8. L’Assemblée a pour objectif que chacun s’entende sur l’ensemble des principes qui font que des élections seront considérées comme «libres et équitables», conformément aux normes démocratiques et quel que soit le type de système électoral, et de s’assurer de leur mise en œuvre dans toutes les élections qui se déroulent sur le territoire des Etats membres du Conseil de l’Europe, lequel constitue ainsi la plus vaste zone au monde d’élections «libres et équitables».
9. L’existence d’un environnement démocratique sain et, en particulier, de libertés fondamentales telles que la liberté d’association, la liberté d’expression et la liberté de la presse, par exemple, est l’une des conditions préalables à la tenue d’élections libres et équitables. Les critères utilisés pour déterminer si des élections sont libres et équitables ont été fixés par l’Assemblée dans ses nombreux rapports sur l’observation d’élections dans les Etats membres et non membres du Conseil de l’Europe.
10. Dans toute démocratie, l’expression du plus grand nombre d’opinions doit être possible. Priver des catégories de personnes du droit à être représentées ne peut que nuire au système démocratique.
11. L’égalité hommes-femmes dans les processus décisionnels est un aspect majeur de représentation équitable. L’Assemblée insiste sur l’importance de garantir aux femmes un accès égal aux organes élus. Pour cela, des mesures transitoires peuvent s’avérer nécessaires, notamment des quotas.

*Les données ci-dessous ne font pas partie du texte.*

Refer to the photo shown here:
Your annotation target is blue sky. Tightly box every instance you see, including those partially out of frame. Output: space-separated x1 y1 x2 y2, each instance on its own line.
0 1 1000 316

12. Toutes les autres formes de discrimination au sein du processus électoral – que ce soit à l’encontre de membres de groupes minoritaires ou d’autres catégories de personnes vulnérables – nuisent également à la démocratie.
13. La démocratie interne des partis et leurs procédures aboutissant à la présélection des candidats aux élections revêtent une importance fondamentale pour la représentativité des organes élus et, par voie de conséquence, pour la légitimité de l’ensemble du système politique. Ces procédures internes varient considérablement d’un parti à l’autre, même au sein d’un même pays.
14. Le choix fait par l’électeur d’une personne pour le ou la représenter, sur la base d’une liste de candidats proposée par le parti, doit avoir un réel impact sur le résultat final. Cela est un sujet de préoccupation en particulier lorsqu’il s’agit du remplacement d’un siège vacant. Selon les procédures de certains partis, le successeur n’est pas forcément le second candidat qui a eu le plus de votes. Les procédures internes des partis pour les remplacements doivent tenir compte du choix individuel de l’électeur.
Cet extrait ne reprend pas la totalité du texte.